О, Боже. Я влюбился в него. Так сильно. И мне нужно понять, что с этим делать. Я должен понять, то ли мое сердце снова взяло надо мной верх, то ли оно сделало лучший выбор, несмотря на все мои усилия отрицать это.
Я не знаю, как это выяснить, кроме как... ждать. Посмотреть, впустит ли он меня, есть ли у этой дистанции, которую он уже создал, цель, которую я пока просто не понимаю.
Сглотнув комок в горле, я говорю ему: "Хорошо".
Он поднимает голову и смотрит на меня. Он выглядит подозрительно. "Ты не собираешься препираться со мной по этому поводу? Не устроишь мне ад? Бросишь мне в лицо причудливый анекдот и попытаешься отговорить меня от этого?"
"Нет".
Его рука крепко обхватывает вилку. Он осознает, что делает, смотрит на свою руку и, кажется, должен заставить ее ослабить, а затем отпустить. "Точно", - говорит он, нахмурившись на свою еду. "Что ж. Это... освежает".
Я заставляю себя улыбнуться, несмотря на то, что внутри у меня словно сердце нарывает и разрывается. "Видишь? Я могу быть сговорчивым".
"Конечно, можешь". Он резко поднимает на меня глаза, откусывает кусочек бекона. "Я просто буду ждать, когда над моей головой взорвется шарик с водой. И еще одной бомбы с блестками в моей машине".
Он так быстро возвращается к тому, кем мы были. К тому, кем мы были. Часть меня хочет схватить его за рубашку, трясти его и заставить его сказать мне, что это значит. Но большая часть меня знает, что я боюсь услышать его ответ, что он ранен и уязвим, и давить на него сейчас неразумно.

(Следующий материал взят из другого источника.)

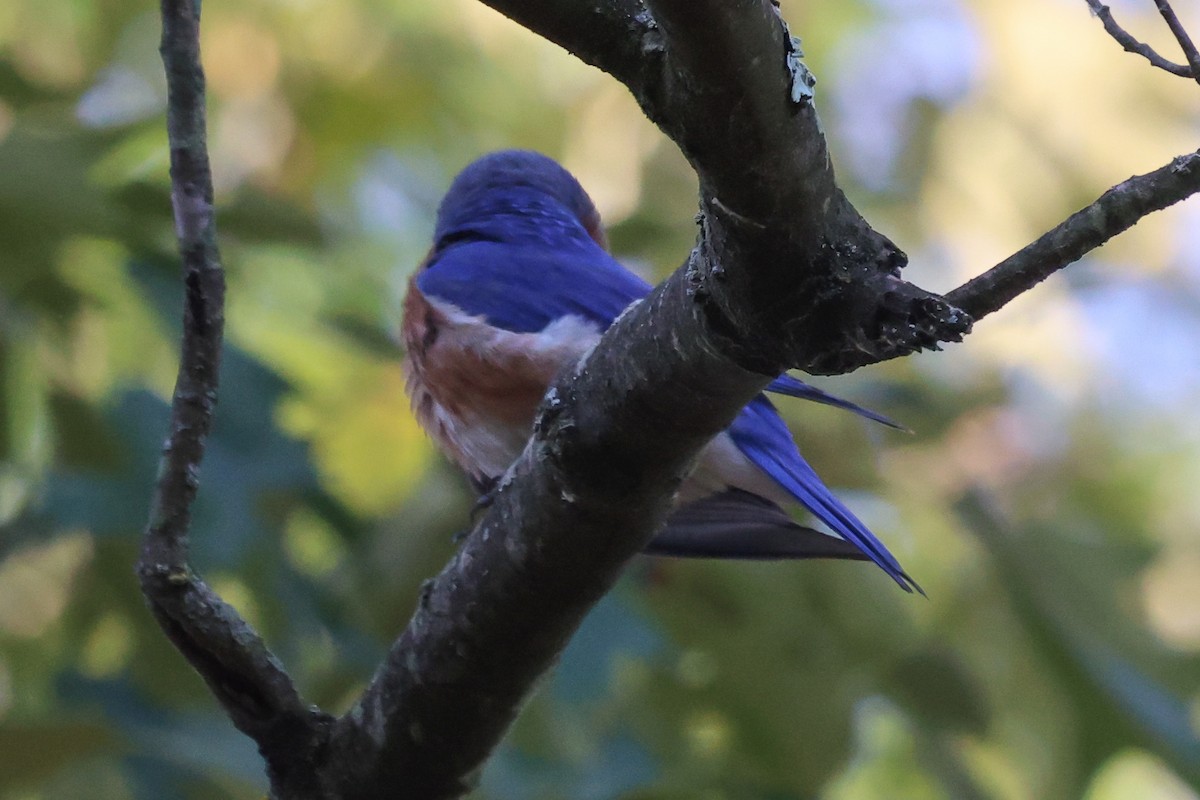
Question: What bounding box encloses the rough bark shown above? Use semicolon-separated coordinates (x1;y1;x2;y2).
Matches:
138;0;1200;800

Мое сердце болит. Я смотрю на звезды, сглатывая комок в горле и пряча лицо, чтобы не выдать себя. Я делаю глубокий вдох и делаю то, что делал уже много лет - заворачиваю свою печаль в одеяло жизнерадостности, заставляю тему переместиться в более легкое и счастливое место.

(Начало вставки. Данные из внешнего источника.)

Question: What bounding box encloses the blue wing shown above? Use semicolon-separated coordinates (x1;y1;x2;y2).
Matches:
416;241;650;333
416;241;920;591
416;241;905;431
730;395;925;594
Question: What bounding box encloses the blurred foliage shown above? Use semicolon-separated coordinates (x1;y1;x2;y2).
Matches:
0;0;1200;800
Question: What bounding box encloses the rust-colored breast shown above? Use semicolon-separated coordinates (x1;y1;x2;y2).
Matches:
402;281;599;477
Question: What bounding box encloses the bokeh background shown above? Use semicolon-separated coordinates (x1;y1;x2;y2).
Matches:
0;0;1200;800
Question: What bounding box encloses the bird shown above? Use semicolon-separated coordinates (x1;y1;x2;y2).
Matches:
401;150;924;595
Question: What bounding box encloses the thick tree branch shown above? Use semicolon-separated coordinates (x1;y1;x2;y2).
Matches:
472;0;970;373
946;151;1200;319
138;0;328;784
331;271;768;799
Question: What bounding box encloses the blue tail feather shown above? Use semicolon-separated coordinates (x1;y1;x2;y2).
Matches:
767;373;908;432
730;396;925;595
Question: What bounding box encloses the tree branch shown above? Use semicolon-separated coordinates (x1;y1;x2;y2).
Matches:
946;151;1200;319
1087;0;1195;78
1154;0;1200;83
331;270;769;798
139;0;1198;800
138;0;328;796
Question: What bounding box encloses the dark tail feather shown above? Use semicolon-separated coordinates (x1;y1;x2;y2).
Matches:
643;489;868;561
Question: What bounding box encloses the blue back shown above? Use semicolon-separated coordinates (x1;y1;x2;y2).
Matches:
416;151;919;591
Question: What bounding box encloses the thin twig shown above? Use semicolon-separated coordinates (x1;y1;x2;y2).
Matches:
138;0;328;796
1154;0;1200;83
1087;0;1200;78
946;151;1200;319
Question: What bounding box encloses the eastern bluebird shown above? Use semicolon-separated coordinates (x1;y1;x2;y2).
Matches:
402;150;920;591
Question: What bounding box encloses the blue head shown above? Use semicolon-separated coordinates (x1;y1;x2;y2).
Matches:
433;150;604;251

Я всегда любил наблюдать за звездами. Когда мне напоминают, как огромен мир, как мал я в его грандиозной схеме, но как неразрывно я связан с этими звездами, будучи сделан из того самого, что горит в небе - яркой, прекрасной звездной пыли.
"Урса Майор". Я указываю. "Малая Урса. Большая и Малая Медведицы".

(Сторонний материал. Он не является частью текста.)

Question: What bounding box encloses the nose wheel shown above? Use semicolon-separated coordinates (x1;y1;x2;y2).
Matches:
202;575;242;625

"Мне знакомо", - сухо говорит он, не поднимая глаз, откусывая еще кусочек еды.
"Ты знаешь их историю, этих созвездий?"
Он настороженно наблюдает за мной, жевание останавливается. "Нет, не знаю".
Я киваю, глядя на небо. "Итак, история гласит, что Зевс - который действительно не держал это в своих штанах - и Каллисто занялись делом, у них родился ребенок по имени Аркас. Гера, главная приживалка Зевса, которая, как утверждают, отличалась жестокой ревностью, узнала об этом и была недовольна. Хотя я не совсем понимаю, почему мы ведем себя так, будто это какой-то недостаток характера, ревность, когда ее муж был так же верен ей, как я своему обязательству быть полегче с молочными продуктами".
Гэвин закатывает глаза, но его рот кривится от удовольствия.
"В любом случае", - говорю я ему, изучая звезды, которые из-за городского светового загрязнения лишь слабо мерцают на ночном небе. "Зевс решил, что для защиты Каллисто и Аркаса он превратит их в медведей, схватит их за пухлые маленькие хвосты и бросит в ночное небо. Вот почему их хвосты вытянуты". Я показываю на ряд звезд, одну за другой. "Видишь?"